The Fellows will receive training consisting of a Virtual Institute, providing 20 hours of basic cybersecurity training over six months. The training will be delivered by Trusted CI staff and invited speakers. The Virtual Institute will be presented as a weekly series via Zoom and recorded to be publicly available for later online viewing. Travel support is budgeted (during their first year only) to cover fellows’ attendance at the NSF Cybersecurity Summit, PEARC, and one professional development opportunity agreed to with Trusted CI. The Fellows will be added to an email list to discuss any challenges they encounter that will receive prioritized attention from Trusted CI staff. Trusted CI will recognize the Fellows on its website and social media. Fellowships are funded for one year, after which the Trusted CI Fellows will be encouraged to continue participating in Trusted CI activities in the years following their fellowship year. After their training in the Virtual Institute, Fellows, with assistance from the Trusted CI team, are expected to help their science community with cybersecurity and make them aware of Trusted CI for complex needs. By the end of the year, they will be expected to present or write a short white paper on the cybersecurity needs of their community and some initial steps they will take (or have taken) to address these needs. After the Fellowship year Trusted CI will continue to recognize the cohort of Fellows and give them prioritized attention. Over the years, this growing cohort of Fellows will broaden and diversify Trusted CI’s impact.

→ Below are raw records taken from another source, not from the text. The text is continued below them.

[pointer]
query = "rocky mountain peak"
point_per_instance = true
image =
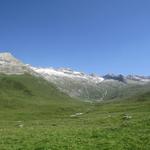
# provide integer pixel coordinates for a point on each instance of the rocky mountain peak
(8, 58)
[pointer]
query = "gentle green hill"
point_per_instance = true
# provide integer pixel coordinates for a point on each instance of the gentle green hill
(25, 95)
(35, 115)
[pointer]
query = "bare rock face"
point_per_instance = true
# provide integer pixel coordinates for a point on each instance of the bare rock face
(10, 65)
(89, 87)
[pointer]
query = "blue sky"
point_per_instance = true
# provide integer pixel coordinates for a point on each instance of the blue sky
(101, 36)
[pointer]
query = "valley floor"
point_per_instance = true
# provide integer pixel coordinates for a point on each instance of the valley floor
(122, 125)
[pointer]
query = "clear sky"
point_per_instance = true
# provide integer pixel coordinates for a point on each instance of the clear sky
(101, 36)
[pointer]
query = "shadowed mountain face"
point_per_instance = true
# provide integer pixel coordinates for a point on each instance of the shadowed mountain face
(77, 84)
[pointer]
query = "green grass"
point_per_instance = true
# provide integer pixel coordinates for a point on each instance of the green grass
(34, 115)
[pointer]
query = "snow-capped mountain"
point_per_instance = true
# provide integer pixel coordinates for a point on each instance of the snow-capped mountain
(10, 65)
(77, 84)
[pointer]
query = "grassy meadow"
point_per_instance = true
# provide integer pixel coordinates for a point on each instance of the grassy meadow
(34, 115)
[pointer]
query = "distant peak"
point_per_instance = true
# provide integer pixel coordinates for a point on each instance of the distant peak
(8, 57)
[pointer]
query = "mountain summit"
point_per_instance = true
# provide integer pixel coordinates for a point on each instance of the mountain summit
(77, 84)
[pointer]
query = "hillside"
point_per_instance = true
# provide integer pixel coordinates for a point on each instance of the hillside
(42, 124)
(26, 94)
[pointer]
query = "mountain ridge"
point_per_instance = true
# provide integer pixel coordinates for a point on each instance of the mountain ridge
(76, 84)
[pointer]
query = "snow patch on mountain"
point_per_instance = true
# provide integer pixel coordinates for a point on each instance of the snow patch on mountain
(65, 72)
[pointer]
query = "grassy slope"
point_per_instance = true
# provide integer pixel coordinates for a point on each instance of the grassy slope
(36, 116)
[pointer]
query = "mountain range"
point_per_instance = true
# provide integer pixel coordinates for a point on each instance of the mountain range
(87, 87)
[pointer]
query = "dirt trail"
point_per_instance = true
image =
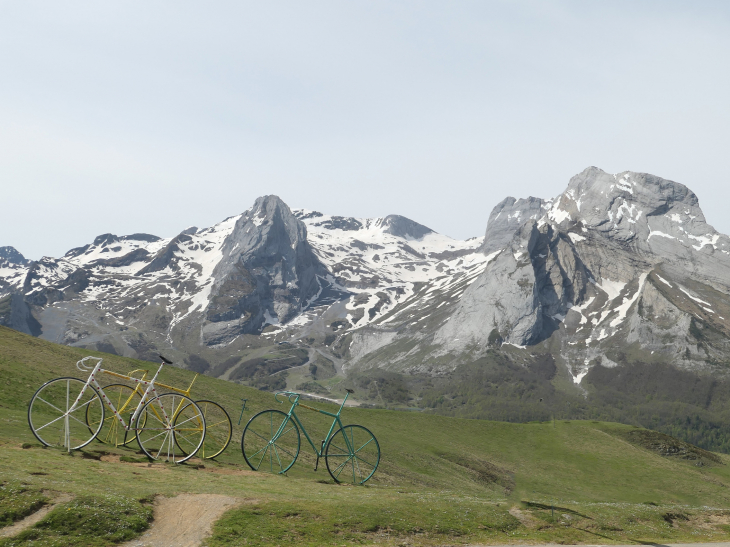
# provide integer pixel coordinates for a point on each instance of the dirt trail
(185, 520)
(30, 520)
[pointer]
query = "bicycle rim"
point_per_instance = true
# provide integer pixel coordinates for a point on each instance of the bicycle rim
(218, 430)
(267, 446)
(171, 420)
(54, 424)
(352, 454)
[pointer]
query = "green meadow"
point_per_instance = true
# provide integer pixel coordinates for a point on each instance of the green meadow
(441, 480)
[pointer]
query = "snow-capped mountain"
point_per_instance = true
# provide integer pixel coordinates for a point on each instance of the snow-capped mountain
(617, 263)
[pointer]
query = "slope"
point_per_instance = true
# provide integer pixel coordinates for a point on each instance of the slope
(440, 478)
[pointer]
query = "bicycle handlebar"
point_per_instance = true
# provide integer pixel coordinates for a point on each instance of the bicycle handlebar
(86, 368)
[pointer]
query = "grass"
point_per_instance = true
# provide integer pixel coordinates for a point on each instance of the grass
(87, 521)
(18, 501)
(441, 480)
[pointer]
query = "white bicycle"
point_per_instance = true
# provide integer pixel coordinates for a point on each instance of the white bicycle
(69, 413)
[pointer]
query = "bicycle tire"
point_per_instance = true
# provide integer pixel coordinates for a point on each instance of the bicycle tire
(352, 447)
(51, 402)
(218, 430)
(258, 439)
(167, 417)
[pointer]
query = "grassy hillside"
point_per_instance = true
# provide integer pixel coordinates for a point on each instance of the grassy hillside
(441, 479)
(506, 385)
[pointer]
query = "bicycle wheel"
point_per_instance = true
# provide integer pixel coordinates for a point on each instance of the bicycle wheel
(167, 420)
(54, 422)
(352, 454)
(125, 399)
(268, 446)
(218, 430)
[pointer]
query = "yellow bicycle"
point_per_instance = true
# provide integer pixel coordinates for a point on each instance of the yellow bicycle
(218, 427)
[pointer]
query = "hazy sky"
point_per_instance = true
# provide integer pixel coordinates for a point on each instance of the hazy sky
(151, 117)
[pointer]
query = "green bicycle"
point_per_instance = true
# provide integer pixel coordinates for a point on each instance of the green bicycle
(271, 441)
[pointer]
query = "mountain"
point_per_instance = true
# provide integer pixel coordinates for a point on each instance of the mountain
(609, 295)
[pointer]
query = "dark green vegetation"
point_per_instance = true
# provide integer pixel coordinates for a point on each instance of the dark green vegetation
(441, 480)
(88, 521)
(18, 501)
(691, 406)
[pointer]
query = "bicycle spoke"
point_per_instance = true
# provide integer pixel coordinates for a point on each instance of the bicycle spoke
(49, 423)
(270, 435)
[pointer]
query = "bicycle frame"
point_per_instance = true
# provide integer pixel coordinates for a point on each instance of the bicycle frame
(93, 382)
(292, 415)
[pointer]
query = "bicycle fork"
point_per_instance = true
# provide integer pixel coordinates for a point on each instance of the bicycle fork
(319, 454)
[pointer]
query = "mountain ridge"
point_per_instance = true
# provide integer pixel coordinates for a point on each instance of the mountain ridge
(619, 271)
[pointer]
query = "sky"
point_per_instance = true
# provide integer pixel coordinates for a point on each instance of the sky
(133, 116)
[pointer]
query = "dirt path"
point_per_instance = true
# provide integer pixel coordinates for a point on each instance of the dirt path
(30, 520)
(185, 520)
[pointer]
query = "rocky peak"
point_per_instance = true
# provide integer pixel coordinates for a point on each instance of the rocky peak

 About the Trusted CI Fellows Program

Trusted CI serves the scientific community as the NSF Cybersecurity Center of Excellence, providing leadership in and assistance in cybersecurity in the support of research. In 2019, Trusted CI establish an Open Science Cybersecurity Fellows program. This program establish and support a network of Fellows with diversity in both geography and scientific discipline. These fellows will have access to training and other resources to foster their professional development in cybersecurity. In exchange, they will champion cybersecurity for science in their scientific and geographic communities and communicate challenges and successful practices to Trusted CI.

Fellows come from a variety of career stages. They demonstrate a passion for their area, the ability to communicate ideas effectively, and a real interest in the role of cybersecurity in research. Fellows are empowered to talk about cybersecurity to a wider audience, network with others who share a passion for cybersecurity for open science and learn key skills that benefit them and their collaborators.